8. En dernier lieu, M. B… a déclaré, au demeurant sans en apporter la preuve, être entré en France au mois d’août 2018. Il a déjà fait l’objet, le 16 juillet 2020, d’une décision portant obligation de quitter le territoire français, dans un délai de trente jours, à laquelle il n’a pas déféré. Par ailleurs, d’une part, le requérant n’établit pas avoir noué en France des liens d’ordre amical ou social d’une particulière intensité, d’autre part, il ne justifie pas d’une insertion significative dans la société française. Si M. B… rencontre des problèmes de santé, il n’établit pas que le défaut de sa prise en charge médicale entraînerait des conséquences d’une particulière gravité. Enfin, le requérant ne conteste pas sérieusement qu’il a des attaches familiales dans son pays d’origine où résident notamment ses deux enfants. Dans ces conditions, quand bien même il ne représente pas une menace pour l’ordre public, M. B…, qui ne justifie d’aucune circonstance humanitaire, n’est pas fondé à soutenir que le préfet, en prenant à son encontre une interdiction de retour sur le territoire français, pour une durée de six mois, a fait une inexacte application des critères prévus à l’article L. 612-10 du même code et a entaché sa décision d’une erreur d’appréciation. Pour les mêmes motifs, le requérant n’est pas fondé à soutenir que la décision en litige a porté à son droit au respect de sa vie privée et familiale une atteinte disproportionnée au regard des buts en vue desquels elle a été prise et a ainsi méconnu les stipulations de l’article 8 de la convention européenne de sauvegarde des droits de l’homme et des libertés fondamentales.
9. Il résulte de tout ce qui précède que les conclusions à fin d’annulation de M. B… dirigées contre la décision par laquelle le préfet de la Loire-Atlantique a prononcé à son encontre une interdiction de retour sur le territoire français pour une durée de six mois doivent être rejetées ainsi que, par voie de conséquence, ses conclusions à fin d’injonction et celles relatives aux frais liés au litige.
D E C I D E :
Article 1er : Les conclusions de la requête de M. B… tendant à l’annulation de l’arrêté du 19 janvier 2026 en tant qu’il porte refus de délivrance d’un titre de séjour et les conclusions à fin d’injonction afférentes sont renvoyées à une formation collégiale du tribunal.

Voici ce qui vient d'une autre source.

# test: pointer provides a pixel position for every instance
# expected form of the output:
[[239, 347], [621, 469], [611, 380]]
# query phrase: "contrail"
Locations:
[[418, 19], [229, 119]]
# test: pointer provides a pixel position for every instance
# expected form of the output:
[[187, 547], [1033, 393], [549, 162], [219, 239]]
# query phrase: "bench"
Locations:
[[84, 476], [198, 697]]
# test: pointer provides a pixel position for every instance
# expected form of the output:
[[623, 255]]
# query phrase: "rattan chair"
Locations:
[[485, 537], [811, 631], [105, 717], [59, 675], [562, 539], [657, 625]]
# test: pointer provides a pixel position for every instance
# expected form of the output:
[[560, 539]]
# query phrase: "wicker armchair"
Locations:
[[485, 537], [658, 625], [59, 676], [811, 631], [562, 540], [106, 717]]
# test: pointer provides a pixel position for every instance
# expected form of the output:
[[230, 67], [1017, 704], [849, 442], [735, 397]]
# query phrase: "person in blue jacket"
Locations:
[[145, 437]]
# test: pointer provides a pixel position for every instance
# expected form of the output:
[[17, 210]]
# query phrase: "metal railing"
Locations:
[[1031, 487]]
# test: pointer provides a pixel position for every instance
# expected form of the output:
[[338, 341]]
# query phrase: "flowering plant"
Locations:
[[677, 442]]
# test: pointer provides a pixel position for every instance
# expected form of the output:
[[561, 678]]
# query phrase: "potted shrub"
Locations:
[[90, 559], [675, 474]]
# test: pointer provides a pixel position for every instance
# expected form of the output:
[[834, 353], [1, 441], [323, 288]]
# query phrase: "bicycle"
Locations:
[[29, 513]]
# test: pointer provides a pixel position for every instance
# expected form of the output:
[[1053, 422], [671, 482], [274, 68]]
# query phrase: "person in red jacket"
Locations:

Article 2 : Le surplus des conclusions de la requête est rejeté.
Article 3 : Le présent jugement sera notifié à M. A… B…, à Me Laplane et au préfet de la Loire-Atlantique.
Rendu public par mise à disposition au greffe le 9 avril 2026.
Le magistrat désigné,
M. Sarda
La greffière,
J. Dionis
La République mande et ordonne au préfet de la Loire-Atlantique en ce qui le concerne ou à tous commissaires de justice à ce requis en ce qui concerne les voies de droit commun contre les parties privées, de pourvoir à l’exécution de la présente décision.